86: Silver Lining

86: Silver Lining

From Chicken Soup for the Soul: Recovering from Traumatic Brain Injuries

Silver Lining

Accept the things to which fate binds you, and love the people with whom fate brings you together, but do so with all your heart.

~Marcus Aurelius

If only I knew ten years ago what I know now. Like all high school seniors applying to college, I wrote quite a few essays. While most of the questions were quite forgettable, one still sticks in my mind ten years later. The question, “Explain the saying every cloud has a silver lining,” wasn’t easy for me to answer at the time, and I’m sure I gave a hypothetical answer since, as a fortunate eighteen-year-old kid I hadn’t experienced many “clouds” in my life.

I got into college and received my diploma in May 2006 at the age of twenty-three. Two months later, on July 4, I made the awful decision to drive after drinking. As a result, I crashed my car, sustained a traumatic brain injury, and spent three months in the hospital.
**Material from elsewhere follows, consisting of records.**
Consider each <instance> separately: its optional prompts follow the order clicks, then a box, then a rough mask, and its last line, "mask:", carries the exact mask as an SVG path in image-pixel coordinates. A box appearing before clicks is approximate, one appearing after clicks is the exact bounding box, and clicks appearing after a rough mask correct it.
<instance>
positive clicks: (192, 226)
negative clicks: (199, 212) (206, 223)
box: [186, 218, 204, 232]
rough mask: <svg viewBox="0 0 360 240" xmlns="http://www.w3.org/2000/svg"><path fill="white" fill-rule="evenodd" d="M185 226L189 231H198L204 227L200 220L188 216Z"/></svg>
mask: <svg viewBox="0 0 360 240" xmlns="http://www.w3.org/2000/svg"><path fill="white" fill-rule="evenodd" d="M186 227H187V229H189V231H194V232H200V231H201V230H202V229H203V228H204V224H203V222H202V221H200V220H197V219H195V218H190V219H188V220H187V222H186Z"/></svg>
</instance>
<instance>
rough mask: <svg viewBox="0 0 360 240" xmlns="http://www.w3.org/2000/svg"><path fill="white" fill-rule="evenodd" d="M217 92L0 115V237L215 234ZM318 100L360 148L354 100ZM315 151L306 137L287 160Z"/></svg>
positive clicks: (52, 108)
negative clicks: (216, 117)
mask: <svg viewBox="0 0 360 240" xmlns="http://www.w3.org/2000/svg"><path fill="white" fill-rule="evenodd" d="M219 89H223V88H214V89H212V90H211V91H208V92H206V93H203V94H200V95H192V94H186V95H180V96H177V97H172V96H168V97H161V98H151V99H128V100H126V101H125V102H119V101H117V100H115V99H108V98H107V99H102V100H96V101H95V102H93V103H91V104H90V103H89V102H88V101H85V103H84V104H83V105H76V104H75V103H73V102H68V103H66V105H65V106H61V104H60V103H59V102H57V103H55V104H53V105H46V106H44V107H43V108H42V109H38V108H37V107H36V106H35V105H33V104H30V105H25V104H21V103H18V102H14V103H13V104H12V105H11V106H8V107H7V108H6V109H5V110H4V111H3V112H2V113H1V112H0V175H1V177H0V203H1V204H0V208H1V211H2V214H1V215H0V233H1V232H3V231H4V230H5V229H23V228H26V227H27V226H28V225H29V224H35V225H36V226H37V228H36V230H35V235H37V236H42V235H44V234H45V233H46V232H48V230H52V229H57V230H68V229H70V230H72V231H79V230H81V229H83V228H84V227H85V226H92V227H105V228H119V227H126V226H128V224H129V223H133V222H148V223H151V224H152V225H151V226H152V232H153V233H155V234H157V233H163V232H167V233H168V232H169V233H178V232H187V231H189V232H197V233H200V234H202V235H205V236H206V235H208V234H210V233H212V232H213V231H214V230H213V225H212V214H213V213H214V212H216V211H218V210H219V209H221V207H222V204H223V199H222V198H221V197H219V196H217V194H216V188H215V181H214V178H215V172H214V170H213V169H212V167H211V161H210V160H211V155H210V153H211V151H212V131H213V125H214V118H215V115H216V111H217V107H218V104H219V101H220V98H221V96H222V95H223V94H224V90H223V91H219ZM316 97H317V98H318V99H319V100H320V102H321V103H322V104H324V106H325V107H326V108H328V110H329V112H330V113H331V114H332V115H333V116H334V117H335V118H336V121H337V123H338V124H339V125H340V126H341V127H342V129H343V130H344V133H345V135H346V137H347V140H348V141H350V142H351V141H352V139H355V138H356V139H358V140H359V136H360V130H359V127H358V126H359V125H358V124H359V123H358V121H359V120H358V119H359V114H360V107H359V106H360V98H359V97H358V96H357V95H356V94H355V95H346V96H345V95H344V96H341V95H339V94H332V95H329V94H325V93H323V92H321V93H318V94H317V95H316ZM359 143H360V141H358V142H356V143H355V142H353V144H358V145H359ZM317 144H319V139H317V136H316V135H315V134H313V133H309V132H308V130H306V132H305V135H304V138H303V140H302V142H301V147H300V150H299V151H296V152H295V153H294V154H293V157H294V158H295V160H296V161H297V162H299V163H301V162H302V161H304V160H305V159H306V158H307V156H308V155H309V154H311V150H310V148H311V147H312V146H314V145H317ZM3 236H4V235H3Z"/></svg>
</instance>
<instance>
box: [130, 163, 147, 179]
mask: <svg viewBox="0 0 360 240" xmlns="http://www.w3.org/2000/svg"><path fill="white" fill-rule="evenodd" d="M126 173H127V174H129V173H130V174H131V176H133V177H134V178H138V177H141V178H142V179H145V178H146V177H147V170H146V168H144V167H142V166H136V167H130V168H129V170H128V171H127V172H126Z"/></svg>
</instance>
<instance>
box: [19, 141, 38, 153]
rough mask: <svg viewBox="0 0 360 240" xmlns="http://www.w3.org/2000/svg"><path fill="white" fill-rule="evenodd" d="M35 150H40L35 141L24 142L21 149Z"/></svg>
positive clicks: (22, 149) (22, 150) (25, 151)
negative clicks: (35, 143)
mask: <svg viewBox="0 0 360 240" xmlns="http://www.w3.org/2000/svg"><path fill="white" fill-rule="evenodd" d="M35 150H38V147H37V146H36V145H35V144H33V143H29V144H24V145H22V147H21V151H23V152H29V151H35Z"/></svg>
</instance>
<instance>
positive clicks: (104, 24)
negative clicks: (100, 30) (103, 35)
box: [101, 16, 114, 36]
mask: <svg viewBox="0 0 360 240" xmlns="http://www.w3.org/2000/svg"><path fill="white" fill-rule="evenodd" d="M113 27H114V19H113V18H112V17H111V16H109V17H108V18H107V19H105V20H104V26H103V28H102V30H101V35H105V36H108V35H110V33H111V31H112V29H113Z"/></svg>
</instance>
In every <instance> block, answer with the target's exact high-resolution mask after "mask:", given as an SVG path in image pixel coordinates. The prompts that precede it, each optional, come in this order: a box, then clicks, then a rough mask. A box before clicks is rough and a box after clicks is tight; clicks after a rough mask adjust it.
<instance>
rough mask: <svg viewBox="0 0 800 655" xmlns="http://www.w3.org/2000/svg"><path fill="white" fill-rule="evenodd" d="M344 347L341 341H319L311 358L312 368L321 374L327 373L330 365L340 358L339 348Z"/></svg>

After my discharge from Spaulding Rehab Hospital in Boston, I moved in with my parents in Cape Neddick. Four days a week I received tremendous rehabilitation services at Portsmouth Regional Hospital. As my rehab became less time-consuming I slipped into a deep depression. Even though I had an unbelievable support network of family and friends, I felt as if I were an outcast and a burden. I decided I wanted to start volunteering.

I contacted the Seacoast’s United Way branch, but couldn’t seem to find the right opportunity. Then I remembered being told about the Krempels Center in Portsmouth. The center runs a community-based day program for adults living with acquired brain injury from trauma, tumor or stroke. It struck me as the perfect opportunity: to work with a group that I was also a member of. I called and spoke with a staff member who told me to come in on Monday, Wednesday or Friday to check out the program. My dad dropped me off, nervous about leaving me, struggling to walk with one side of my body greatly impaired. I was nervous, too, but happy to have something new to do.

My plan of volunteering took a dramatic turn as I sat in on the program’s morning community meeting in which announcements were made and the day’s schedule was explained. I was amazed to see the diverse group of brain-injured individuals. Everyone was smiling, conversing and seemed genuinely glad to be together. This was what I had been missing out on; I had survived, but I wasn’t living.

Instead of volunteering, I became a member and still continue to be after three years. I am inspired every time I leave the center. I remember leaving that day, feeling part of the world again; in retrospect, I had found my silver lining.